Perché siamo portati a considerare la nostra generazione fragile?

«Non so se sia giusto definirla fragile. Certamente vive in un contesto molto più incerto e carico di inquietudini di quanto siano vissute le generazioni precedenti, dal boom economico in poi. Se si sommano crisi economica, pandemica, climatica, le difficoltà del sistema politico, associativo e culturale… però mi sembra che reagiscano. Per esempio il tema climatico l’hanno posto proprio i ragazzi con molta forza».

Perché le arti sono così sottovalutate oggi in Italia?

«Questo è certamente uno dei difetti del nostro Paese. L’idea che la cultura non sia una leva fondamentale di crescita economica e civile, è stata rimossa ma ogni tanto riaffiora».

Perché i giovani dovrebbero credere nell’Italia?

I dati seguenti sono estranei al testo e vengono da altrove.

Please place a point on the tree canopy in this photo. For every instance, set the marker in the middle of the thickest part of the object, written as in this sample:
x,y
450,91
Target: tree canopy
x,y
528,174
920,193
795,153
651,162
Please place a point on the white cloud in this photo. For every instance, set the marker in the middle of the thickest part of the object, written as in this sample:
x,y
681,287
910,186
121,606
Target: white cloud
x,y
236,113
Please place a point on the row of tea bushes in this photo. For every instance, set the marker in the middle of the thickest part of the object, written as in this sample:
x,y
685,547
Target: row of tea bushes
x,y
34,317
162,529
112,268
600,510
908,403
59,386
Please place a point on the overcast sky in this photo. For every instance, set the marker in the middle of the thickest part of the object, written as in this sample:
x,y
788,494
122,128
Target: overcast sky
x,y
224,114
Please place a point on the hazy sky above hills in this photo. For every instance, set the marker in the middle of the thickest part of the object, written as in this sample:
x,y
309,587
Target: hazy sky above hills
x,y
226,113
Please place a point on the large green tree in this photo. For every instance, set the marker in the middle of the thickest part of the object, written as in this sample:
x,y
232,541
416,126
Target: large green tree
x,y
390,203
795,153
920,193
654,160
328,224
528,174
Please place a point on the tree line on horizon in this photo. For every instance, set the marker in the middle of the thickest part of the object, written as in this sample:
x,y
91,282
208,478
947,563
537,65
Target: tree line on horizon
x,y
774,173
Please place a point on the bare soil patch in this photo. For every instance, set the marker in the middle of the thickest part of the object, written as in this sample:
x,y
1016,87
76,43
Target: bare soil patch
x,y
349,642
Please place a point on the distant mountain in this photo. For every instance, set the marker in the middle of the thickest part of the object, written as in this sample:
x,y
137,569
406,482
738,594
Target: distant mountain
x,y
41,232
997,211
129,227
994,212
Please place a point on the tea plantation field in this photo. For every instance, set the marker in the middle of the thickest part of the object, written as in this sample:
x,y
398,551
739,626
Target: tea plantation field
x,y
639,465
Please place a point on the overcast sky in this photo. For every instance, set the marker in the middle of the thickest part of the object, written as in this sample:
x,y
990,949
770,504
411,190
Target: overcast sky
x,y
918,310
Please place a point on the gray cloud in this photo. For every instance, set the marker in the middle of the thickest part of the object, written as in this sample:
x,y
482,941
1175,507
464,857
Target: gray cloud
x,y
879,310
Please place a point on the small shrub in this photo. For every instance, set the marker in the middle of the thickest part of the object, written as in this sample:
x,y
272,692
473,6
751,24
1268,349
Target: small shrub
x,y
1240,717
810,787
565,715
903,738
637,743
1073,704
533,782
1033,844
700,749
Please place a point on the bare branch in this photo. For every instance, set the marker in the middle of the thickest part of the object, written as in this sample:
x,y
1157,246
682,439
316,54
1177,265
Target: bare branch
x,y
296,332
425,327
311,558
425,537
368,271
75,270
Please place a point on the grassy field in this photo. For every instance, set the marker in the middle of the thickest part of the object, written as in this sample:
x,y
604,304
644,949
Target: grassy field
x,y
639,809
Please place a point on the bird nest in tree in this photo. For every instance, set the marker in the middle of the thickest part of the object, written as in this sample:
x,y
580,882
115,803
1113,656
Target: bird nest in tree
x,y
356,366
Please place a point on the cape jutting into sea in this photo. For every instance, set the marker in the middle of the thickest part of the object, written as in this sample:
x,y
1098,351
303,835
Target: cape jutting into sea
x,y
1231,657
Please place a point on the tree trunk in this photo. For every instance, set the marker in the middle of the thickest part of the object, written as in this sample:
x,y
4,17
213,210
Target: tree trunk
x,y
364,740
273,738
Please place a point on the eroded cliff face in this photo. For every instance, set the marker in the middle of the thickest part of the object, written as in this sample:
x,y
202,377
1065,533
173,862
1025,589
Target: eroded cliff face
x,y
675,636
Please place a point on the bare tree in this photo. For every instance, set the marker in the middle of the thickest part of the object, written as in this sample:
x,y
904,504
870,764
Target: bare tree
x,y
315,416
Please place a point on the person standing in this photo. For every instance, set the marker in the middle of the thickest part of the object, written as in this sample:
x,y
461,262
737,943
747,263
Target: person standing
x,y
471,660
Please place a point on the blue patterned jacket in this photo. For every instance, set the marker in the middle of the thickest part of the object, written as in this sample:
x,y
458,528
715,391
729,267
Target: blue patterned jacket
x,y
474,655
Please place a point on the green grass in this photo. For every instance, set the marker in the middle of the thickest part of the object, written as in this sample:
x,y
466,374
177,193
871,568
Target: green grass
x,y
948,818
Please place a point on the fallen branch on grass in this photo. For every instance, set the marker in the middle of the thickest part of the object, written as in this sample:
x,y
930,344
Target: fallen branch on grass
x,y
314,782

«Secondo me non è affatto difficile, se si mettono insieme gli eventi costitutivi di questo Paese, dalla cultura al modo di vivere, al sistema delle sue relazioni, al suo welfare: è una nazione che ha enormi potenzialità».

Tracciando un bilancio degli ultimi anni della nostra storia recente, che lei ripercorre nel libro, qual è il valore del passato per costruire un futuro?

«Il rapporto tra memoria e presente bisogna coltivarlo. Non nasciamo dal niente, ma da tutto ciò che c’è stato prima di noi e che ha accompagnato la storia nazionale, i suoi errori e contraddizioni ma anche le sue virtù. L’Italia ha dimostrato di essere un grande Paese soprattutto nei momenti di maggiore difficoltà: oggi bisogna fare altrettanto».